Die Los Angeles Lakers haben sich vom Tod des Klub-Besitzers Jerry Buss nicht aus der Bahn werfen lassen und besiegten den Erzrivalen Boston Celtics mit 113:99 (66:55).

Das Team von Superstar Kobe Bryant, der nach seinem Auftritt beim All-Star Game in Houston nur auf 16 Zähler und sieben Assists kam, konnte sich auf Center Dwight Howard verlassen.

"Superman" lieferte mit 24 Punkten und zwölf Rebounds ein Double-Double ab und führte damit ein sehr ausgeglichenes Lakers-Team als Topscorer an.

Sieben Spieler vom Trainer Mike D'Antoni punkteten zweistellig.

Antawn Jamison brachte es als Bankspieler auf 15 Zähler, Earl Clark war mit 14 Punkten und 16 Rebounds zur Stelle.

Gegen die Lakers gelang es den arg verletzungsgeschwächten Celtics nicht, ihre Ausfälle zu kompensieren. Ohne Rajon Rondo, Leandro Barbosa und Jared Sullinger reichten die 26 Punkte von Leistungsträger Paul Pierce nicht.

Zweitbester Werfer Bostons war Courtney Lee mit 20 Punkten, Kevin Garnett blieb mit zwölf Zählern und vier Rebounds unter seinen Möglichkeiten.

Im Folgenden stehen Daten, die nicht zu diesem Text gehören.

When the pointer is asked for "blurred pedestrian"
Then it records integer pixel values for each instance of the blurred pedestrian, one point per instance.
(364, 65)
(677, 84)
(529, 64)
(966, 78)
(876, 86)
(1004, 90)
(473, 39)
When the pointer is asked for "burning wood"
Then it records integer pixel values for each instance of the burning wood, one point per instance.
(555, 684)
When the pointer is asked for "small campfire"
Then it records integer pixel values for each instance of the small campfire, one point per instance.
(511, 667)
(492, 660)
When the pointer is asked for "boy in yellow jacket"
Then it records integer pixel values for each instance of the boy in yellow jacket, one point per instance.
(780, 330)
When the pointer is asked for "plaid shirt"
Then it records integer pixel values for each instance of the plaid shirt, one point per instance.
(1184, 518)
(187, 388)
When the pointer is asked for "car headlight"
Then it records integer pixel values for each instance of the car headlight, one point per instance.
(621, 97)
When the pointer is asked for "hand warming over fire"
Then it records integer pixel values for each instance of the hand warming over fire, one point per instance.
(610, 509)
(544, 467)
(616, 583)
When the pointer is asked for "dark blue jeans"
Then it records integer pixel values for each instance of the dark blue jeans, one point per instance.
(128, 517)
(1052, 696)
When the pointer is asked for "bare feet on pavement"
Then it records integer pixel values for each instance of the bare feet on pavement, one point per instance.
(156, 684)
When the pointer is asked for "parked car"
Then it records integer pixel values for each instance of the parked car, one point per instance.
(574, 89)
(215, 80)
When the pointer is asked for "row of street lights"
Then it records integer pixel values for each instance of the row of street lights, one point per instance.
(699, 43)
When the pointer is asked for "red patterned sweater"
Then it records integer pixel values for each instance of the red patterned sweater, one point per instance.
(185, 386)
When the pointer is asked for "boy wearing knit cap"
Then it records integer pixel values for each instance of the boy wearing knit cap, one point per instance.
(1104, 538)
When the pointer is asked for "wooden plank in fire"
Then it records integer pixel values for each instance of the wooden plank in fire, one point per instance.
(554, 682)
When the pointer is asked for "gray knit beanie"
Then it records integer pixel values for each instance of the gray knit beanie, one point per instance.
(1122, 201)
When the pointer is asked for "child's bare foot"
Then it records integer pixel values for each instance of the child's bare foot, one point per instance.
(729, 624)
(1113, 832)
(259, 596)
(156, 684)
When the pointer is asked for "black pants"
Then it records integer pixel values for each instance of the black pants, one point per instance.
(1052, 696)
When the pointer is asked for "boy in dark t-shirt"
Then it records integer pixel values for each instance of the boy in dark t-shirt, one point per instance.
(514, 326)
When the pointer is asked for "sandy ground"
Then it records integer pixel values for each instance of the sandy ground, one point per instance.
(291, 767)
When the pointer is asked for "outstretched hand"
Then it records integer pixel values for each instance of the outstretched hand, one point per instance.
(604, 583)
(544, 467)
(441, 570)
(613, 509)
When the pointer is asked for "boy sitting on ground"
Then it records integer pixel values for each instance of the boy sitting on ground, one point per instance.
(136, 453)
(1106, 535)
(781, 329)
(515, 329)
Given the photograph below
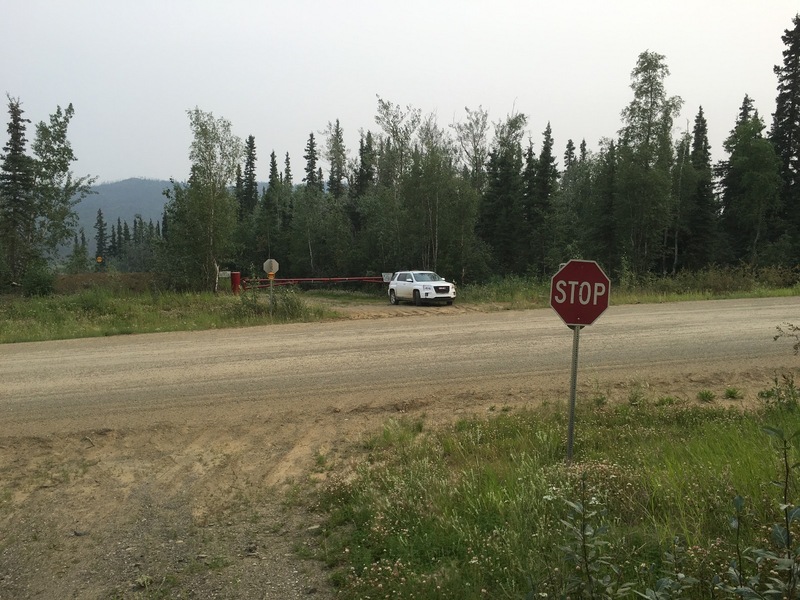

Durch den 26. Saisonsieg rückten die Lakers im Westen an den Portland Trail Blazers vorbei auf Rang neun der Conference und sind nun der heißeste Verfolger Houstons.

Die Houston Rockets setzten im Kampf um die Playoffs ein echtes Ausrufezeichen.

Das achtplatzierte Team der Western Conference bezwang den Vizemeister Oklahoma City Thunder (Rang 2 im Westen) mit 122:119 (57:62).

Mann des Abends war Houstons James Harden, der gegen sein altes Team mit 46 Punkten seine Karrierebestleistung ablieferte.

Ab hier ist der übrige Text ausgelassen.